Avant que Dean puisse réponse, ses genoux plient. Il manque de s'effondrer. Sam l'aide vite à s'asseoir et lui touche le front.
« You're burning, Dean. »
Son frère ne répond pas. Bobby rapporte à Dean un verre d'eau froide et une boîte d'aspirines trouvée sur le frigo. C'est périmé depuis trois mois, mais pour l'instant, ça fera l'affaire. L'aîné des Winchester boit d'une main tremblante, en s'étouffant presque.
« Dean, do you want some soup or a grilled cheese? »
Dean hoche négativement la tête. Tout lui donne envie de vomir. Il croise les bras, les pose sur la table, et son front dessus.
Avec mauvaise humeur, Sam dit que son père aurait dû également emmener Dean en jet, trois jours plus tôt. Qu'il avait besoin de soins médicaux, lui aussi.
L'aîné des Winchester est trop éreinté pour le contredire. Il entend Bobby, de très loin, répliquer que John avait ses raisons.
« Il a toujours de bonnes raisons », rétorque Sam.
Bobby répond calmement : « Écoute, tu sais bien que c'était trop dangereux de laisser deux mineurs sur la route. Dean devait être présent. Si des policiers vous avaient repérés… »
« Dean n'était pas en état de faire ce trajet-là. Et au sens légal, il n'est pas encore un adulte, lui non plus. »
Le vieux chasseur ramasse la vaisselle sale, la met dans l'évier en se retenant pour ne pas la lancer à la tête du jeune Winchester. Il est las de cette discussion sans issue. « John fait de son mieux… »

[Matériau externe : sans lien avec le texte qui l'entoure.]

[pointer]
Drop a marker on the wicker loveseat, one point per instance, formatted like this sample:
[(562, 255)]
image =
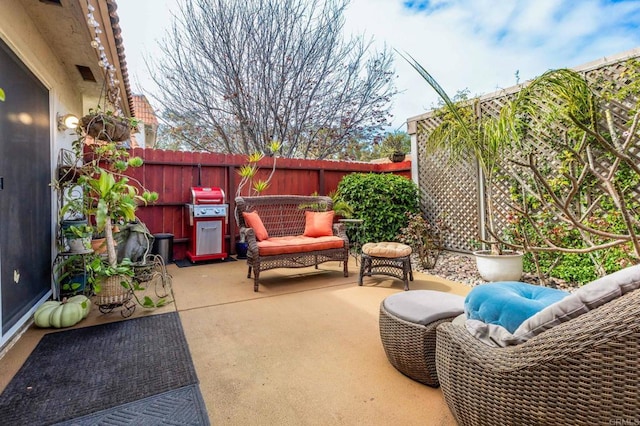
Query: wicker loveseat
[(284, 219), (584, 371)]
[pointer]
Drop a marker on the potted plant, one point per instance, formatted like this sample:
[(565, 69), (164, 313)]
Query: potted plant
[(71, 275), (425, 238), (114, 200), (463, 134), (78, 238), (253, 186)]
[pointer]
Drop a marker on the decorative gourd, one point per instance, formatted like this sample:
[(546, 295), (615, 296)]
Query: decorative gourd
[(67, 313)]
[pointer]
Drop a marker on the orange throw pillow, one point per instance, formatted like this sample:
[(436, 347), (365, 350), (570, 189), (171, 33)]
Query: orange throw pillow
[(253, 221), (318, 224)]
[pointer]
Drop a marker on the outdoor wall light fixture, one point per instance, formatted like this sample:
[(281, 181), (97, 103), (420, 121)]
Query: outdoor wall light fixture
[(67, 122)]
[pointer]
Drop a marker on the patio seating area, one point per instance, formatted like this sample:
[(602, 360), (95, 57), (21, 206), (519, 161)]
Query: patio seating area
[(304, 350)]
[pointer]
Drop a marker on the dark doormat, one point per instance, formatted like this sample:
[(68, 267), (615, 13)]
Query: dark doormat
[(182, 406), (185, 263), (78, 372)]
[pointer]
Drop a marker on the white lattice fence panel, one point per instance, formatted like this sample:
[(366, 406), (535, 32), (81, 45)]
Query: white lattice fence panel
[(449, 192), (452, 191)]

« Oh yeah? You can't believe that. Il ne s'est même pas soucié de savoir si son fils allait bien. Quand on s'est arrêté dans un motel avant-hier, j'ai remarqué du sang sur le t-shirt de Dean. Il m'a dit que, quand la maison de Lorie avait explosé, des morceaux de verre ont revolé. J'ai dû en extraire quelques-uns et lui faire des points de suture. Dean a tellement attendu avant de m'en parler que ça a dû s'infecter. »
Bobby lève les yeux au ciel. Il met plus d'ardeur qu'il le faut à laver le poêlon, sur lequel du fromage collé refuse de partir.
« Sam, stop. I'm fine now. » La voix faible de Dean ne convainc personne, mais son frère se mord les lèvres et tente de retrouver son calme.
La vaisselle sèche à présent près de l'évier. Bobby s'approche des deux fils de John, qui demeurent silencieux. Mila n'avait pas tort. Ils ont sérieusement besoin d'une douche et de vêtements propres. En plus, Dean tient à peine sur sa chaise. Mais l'heure est grave. Bobby frotte sa barbe, se râcle la gorge, visiblement mal à l'aise.
« OK, boys. We need to talk… about your sister. »
Dean relève la tête, les joues rouges de fièvre. Ça n'échappe pas à Sam, qui repense lui aussi à l'adolescente aux yeux d'émeraude. Il s'en veut de ses sautes d'humeur. Et du ressentiment qu'il éprouve envers elle depuis qu'elle est entrée dans leur existence. Il demande la question qu'il aurait dû poser dès leur retour au bunker : « How is she? »
Bobby soupire. Il n'a pas envie d'aborder ce sujet-là, mais… les garçons doivent savoir.